Asked for his views on the Pentagon’s misguided decision, Democrat Carl Levin—Chairman of the Senate Armed Services Committee—commented: “It reflects the reality of 21st Century military operations.” God help us with men like this making decisions of such import. Allowing women in combat roles “reflects the reality of 21st Century military operations” only because liberals like Levin who know nothing about combat have created this artificial reality and weak-kneed generals in the Pentagon have stood passively by and let it happen.

Most of the debate and discussion about women in combat revolves around two questions: 1) Do women have the stamina and strength to perform effectively in combat roles? and 2) Will the presence of women in the close quarters of combat be a distraction that might undermine unit cohesion? These are important questions that have not been answered satisfactorily by proponents of women in combat—99.9 percent of whom have never been in combat themselves and know not whereof they speak. But these questions need not be debated further. Our cousins across the pond have answered both of them—not theoretically, but through hard experience gained over a 10 year period in which the British Army opened all combat positions to women.

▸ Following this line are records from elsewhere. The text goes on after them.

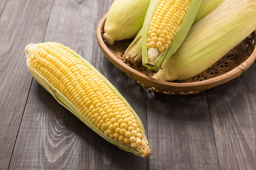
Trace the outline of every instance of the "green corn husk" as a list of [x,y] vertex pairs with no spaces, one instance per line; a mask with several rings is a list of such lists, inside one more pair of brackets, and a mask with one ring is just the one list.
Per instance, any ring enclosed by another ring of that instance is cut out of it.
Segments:
[[150,0],[115,0],[104,26],[103,38],[110,44],[134,37],[143,25]]
[[210,13],[225,0],[203,0],[198,13],[195,18],[193,25]]
[[62,95],[56,88],[52,85],[44,76],[41,75],[39,73],[34,70],[30,65],[29,62],[29,58],[32,50],[34,48],[37,48],[37,45],[35,44],[32,44],[28,45],[25,49],[25,53],[26,55],[26,63],[28,66],[29,70],[31,74],[35,78],[35,79],[45,88],[55,99],[62,105],[64,106],[66,108],[70,111],[71,113],[74,114],[80,120],[81,120],[86,125],[89,127],[94,132],[96,133],[98,135],[103,138],[107,141],[114,144],[119,148],[126,151],[131,152],[138,156],[143,157],[148,157],[150,155],[150,149],[149,147],[149,144],[145,135],[144,127],[142,125],[142,123],[138,115],[136,114],[131,107],[130,105],[127,101],[124,99],[116,89],[108,80],[103,75],[99,73],[95,68],[94,68],[88,62],[84,59],[81,56],[76,53],[74,51],[70,49],[68,47],[57,43],[56,42],[51,42],[58,44],[61,46],[64,50],[67,50],[71,52],[76,57],[80,59],[82,61],[88,68],[91,70],[93,70],[96,72],[99,76],[102,78],[106,83],[106,84],[113,90],[122,99],[122,101],[126,105],[127,107],[131,110],[134,114],[137,123],[140,129],[141,133],[143,135],[143,143],[141,147],[137,147],[136,148],[134,148],[131,147],[130,145],[122,143],[119,141],[115,140],[114,139],[111,139],[109,136],[106,135],[104,133],[98,128],[96,126],[94,125],[88,119],[87,119],[83,115],[82,115],[79,110],[76,108],[76,107],[63,95]]
[[167,60],[177,50],[186,38],[192,26],[202,0],[191,0],[189,6],[174,39],[168,48],[158,54],[156,59],[148,54],[147,39],[149,24],[155,11],[158,0],[151,0],[144,20],[142,33],[142,62],[148,69],[159,70],[163,68]]
[[193,26],[182,45],[153,78],[190,78],[209,68],[256,29],[256,1],[226,0]]
[[[210,13],[224,0],[203,0],[192,25]],[[125,50],[124,57],[130,62],[136,64],[142,61],[141,29],[137,36]]]

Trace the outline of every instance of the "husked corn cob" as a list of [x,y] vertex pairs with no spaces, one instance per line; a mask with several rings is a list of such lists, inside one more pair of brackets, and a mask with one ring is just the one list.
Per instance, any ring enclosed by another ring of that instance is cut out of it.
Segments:
[[[224,0],[203,0],[195,16],[193,25],[211,13],[219,6]],[[124,57],[134,64],[142,60],[141,29],[128,48],[125,50]]]
[[140,120],[91,65],[55,42],[29,45],[26,53],[31,74],[61,105],[112,144],[139,156],[149,156]]
[[206,70],[256,29],[256,1],[225,1],[191,28],[166,67],[153,77],[186,79]]
[[143,63],[157,69],[186,37],[201,0],[152,0],[142,30]]
[[115,0],[104,26],[103,39],[110,44],[135,37],[142,26],[150,0]]

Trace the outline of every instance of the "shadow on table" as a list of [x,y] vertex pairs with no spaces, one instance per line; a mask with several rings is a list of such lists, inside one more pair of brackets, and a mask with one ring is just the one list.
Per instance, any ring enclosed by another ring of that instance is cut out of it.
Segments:
[[172,121],[201,122],[209,121],[205,92],[195,95],[168,95],[148,91],[148,116]]
[[[38,83],[35,85],[38,102],[42,108],[50,110],[41,112],[44,114],[41,116],[47,120],[44,123],[46,125],[42,125],[42,129],[43,129],[41,133],[44,133],[42,135],[44,141],[48,141],[42,149],[46,149],[47,154],[50,154],[53,158],[59,156],[56,154],[59,154],[60,150],[63,152],[61,156],[49,162],[61,162],[63,158],[79,160],[79,167],[84,169],[92,167],[96,169],[113,169],[113,167],[120,170],[137,169],[136,165],[140,166],[140,169],[148,169],[147,159],[140,158],[108,142],[64,108]],[[58,146],[52,147],[53,143],[58,143]],[[67,146],[70,149],[69,149]],[[77,157],[67,158],[70,152],[76,152],[73,153]],[[63,164],[67,162],[65,159],[62,161]]]

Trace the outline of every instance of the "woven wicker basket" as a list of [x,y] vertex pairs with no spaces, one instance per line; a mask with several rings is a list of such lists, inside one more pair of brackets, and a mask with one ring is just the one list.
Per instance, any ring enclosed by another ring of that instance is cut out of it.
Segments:
[[97,28],[97,40],[101,49],[110,61],[143,88],[168,94],[195,94],[224,83],[239,76],[256,59],[256,31],[207,70],[191,79],[165,82],[151,77],[156,71],[148,70],[140,63],[136,65],[123,57],[132,40],[116,42],[110,45],[102,39],[106,14]]

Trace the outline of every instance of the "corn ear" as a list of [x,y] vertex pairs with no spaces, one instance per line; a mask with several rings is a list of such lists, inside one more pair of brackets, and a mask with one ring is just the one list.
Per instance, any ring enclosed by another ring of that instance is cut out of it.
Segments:
[[190,29],[182,45],[153,78],[192,77],[206,70],[256,29],[256,1],[226,0]]
[[103,38],[110,44],[134,37],[143,25],[150,0],[115,0],[108,13]]
[[142,29],[144,66],[154,70],[164,66],[165,61],[186,38],[201,2],[201,0],[151,0]]
[[[224,0],[203,0],[199,7],[193,25],[210,13],[219,6]],[[125,50],[124,57],[134,64],[142,60],[141,29],[137,36]]]
[[204,18],[221,4],[225,0],[203,0],[193,22],[195,24]]
[[138,156],[149,156],[138,116],[87,61],[56,42],[29,44],[25,53],[31,74],[59,103],[110,143]]

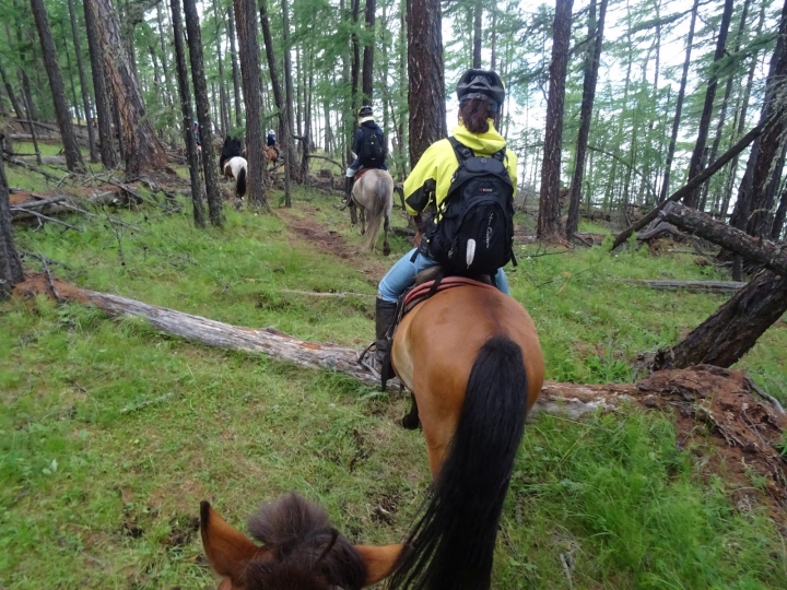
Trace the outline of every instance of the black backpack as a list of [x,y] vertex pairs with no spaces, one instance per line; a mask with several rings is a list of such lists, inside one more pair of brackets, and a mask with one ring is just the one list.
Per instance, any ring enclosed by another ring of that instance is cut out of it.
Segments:
[[505,148],[492,157],[479,157],[455,138],[448,141],[459,167],[442,216],[425,236],[425,253],[451,274],[494,276],[508,261],[516,267],[514,185],[504,164]]
[[376,168],[385,162],[388,152],[385,137],[379,129],[364,130],[364,140],[359,153],[359,162],[366,168]]

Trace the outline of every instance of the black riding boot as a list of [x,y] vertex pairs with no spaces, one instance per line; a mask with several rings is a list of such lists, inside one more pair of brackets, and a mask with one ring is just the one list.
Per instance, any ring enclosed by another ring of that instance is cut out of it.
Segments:
[[[375,306],[375,338],[377,339],[377,352],[375,353],[375,368],[383,375],[388,351],[390,350],[390,340],[387,334],[391,326],[396,321],[397,304],[389,303],[377,297]],[[386,378],[393,377],[393,370],[388,362],[388,375]]]
[[352,186],[355,184],[355,179],[349,176],[344,177],[344,203],[350,204],[352,199]]

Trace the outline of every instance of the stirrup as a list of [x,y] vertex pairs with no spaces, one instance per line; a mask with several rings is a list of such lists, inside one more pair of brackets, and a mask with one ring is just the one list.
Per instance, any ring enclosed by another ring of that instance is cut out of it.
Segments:
[[363,349],[362,351],[359,351],[356,355],[357,364],[367,369],[372,375],[374,375],[375,379],[381,379],[379,371],[374,367],[374,364],[369,364],[368,361],[366,361],[366,357],[368,356],[369,351],[374,349],[374,352],[377,352],[377,342],[372,342],[368,346]]

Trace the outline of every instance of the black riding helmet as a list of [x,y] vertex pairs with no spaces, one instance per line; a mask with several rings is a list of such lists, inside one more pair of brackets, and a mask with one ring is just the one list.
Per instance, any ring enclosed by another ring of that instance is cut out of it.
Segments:
[[496,72],[470,69],[459,79],[457,98],[460,103],[469,98],[483,98],[489,103],[490,110],[497,113],[505,101],[505,87]]

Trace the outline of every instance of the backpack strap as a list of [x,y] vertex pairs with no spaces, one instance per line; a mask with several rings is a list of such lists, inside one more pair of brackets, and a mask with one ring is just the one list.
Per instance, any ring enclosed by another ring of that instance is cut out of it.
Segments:
[[451,148],[454,148],[454,153],[457,155],[457,160],[459,161],[459,165],[461,165],[462,162],[465,162],[468,157],[473,157],[475,154],[472,153],[472,150],[465,145],[462,142],[460,142],[455,137],[448,138],[448,141],[451,144]]

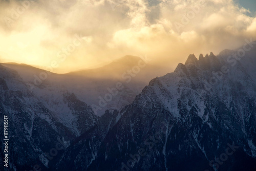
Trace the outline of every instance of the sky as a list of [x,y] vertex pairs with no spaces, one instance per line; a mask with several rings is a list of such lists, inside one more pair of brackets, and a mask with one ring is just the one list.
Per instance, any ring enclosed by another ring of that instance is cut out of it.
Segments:
[[256,40],[255,0],[0,0],[0,62],[63,73],[126,55],[174,68]]

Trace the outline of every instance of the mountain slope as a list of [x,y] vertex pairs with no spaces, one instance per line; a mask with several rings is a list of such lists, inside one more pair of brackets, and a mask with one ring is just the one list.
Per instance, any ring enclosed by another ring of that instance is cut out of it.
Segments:
[[[255,49],[233,66],[227,60],[229,55],[223,53],[200,55],[199,60],[190,55],[174,73],[152,80],[120,113],[121,118],[100,145],[94,146],[91,163],[84,163],[82,154],[77,155],[81,151],[90,153],[91,148],[74,144],[56,168],[255,170],[256,79],[252,72]],[[90,138],[79,141],[95,144]],[[75,152],[70,156],[71,151]],[[138,155],[140,151],[143,155]],[[66,165],[67,156],[80,159]],[[133,164],[134,160],[139,161]]]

According to the British who have already tested the women-in-combat theory, if physical requirements are equalized without reducing them the American military will experience a spike in attrition and injuries among female recruits. Opting for political correctness over common sense, the British Army adopted in the 1990s what it called a “gender-free” policy in which women could pursue the same roles as men, including combat roles, provided they met the same training requirements. In 2010, after studying the results of its gender-free experiment, the British Army quietly dropped the policy and returned to unequal training requirements and a ban on women in combat roles. Why? The Brits were losing too many female recruits to attrition and injuries because of the demanding physical requirements.

The results of this study are known to the top brass at the Pentagon as well as to members of Congress who are proponents of women in combat. Consequently, arguing about the strength and stamina of women is no longer going to have an effect on the outcome of the debate. Military and political leaders have already decided that enhancing the career-advancement potential of women in the military is more important than maintaining combat effectiveness. Instead, those who put our nation’s national defense ahead of political correctness must focus on the unspoken problems with women in combat. The first of these problems is the absolute certainty that when too many women cannot endure the physical training required for combat roles, the military will—its vocal pronouncements notwithstanding—reduce the requirements for women and men. This will, in turn, reduce the combat effectiveness of all branches of the military.

Liberals and politically correct generals who claim this will not happen are either lying or deceiving themselves. Name one instance in which affirmative action has not caused standards to be lowered when the beneficiaries of the concept could not measure up to equal standards. To make matters even worse, once the physical requirements for both sexes are lowered equally, proponents of women in combat will argue that since the requirements are still the same for men and women, opponents of women in combat have no basis for objecting. Such is the convoluted logic of the left.

The second unspoken problem with women in combat is that this unprecedented change is being pushed by people who knowingly place the career advancement of women in the military ahead of our nation’s national security and the military’s combat effectiveness on their list of priorities. The latest argument of advocates of women in combat is that female soldiers cannot be promoted to the highest ranks in the Army because they are not allowed to serve in direct combat roles. Apparently, to become a general soldiers must punch their combat tickets. It follows, then, that the ban on women in direct combat roles has the effect of limiting women to the lower ranks. Hence, the argument goes like this: women soldiers—for the sake of career advancement—should be allowed to serve in combat regardless of how this move will affect the military’s ability to defeat our enemies in combat.

While I appreciate the desire of female soldiers to achieve the highest rank possible, I do not think career advancement is a valid reason for putting them in combat roles. Surely the Army can work out a career advancement system in which soldiers in support roles—male and female—can achieve higher ranks in non-combat career fields. Placing women in combat represents a major organizational change and there is only one valid reason for making major organizational changes: to improve performance. Consequently, the question that must be asked and honestly answered is this: Will putting female soldiers in direct combat roles improve the military’s ability to fight? According to a study conducted by the British Army, the answer to this question is “no.”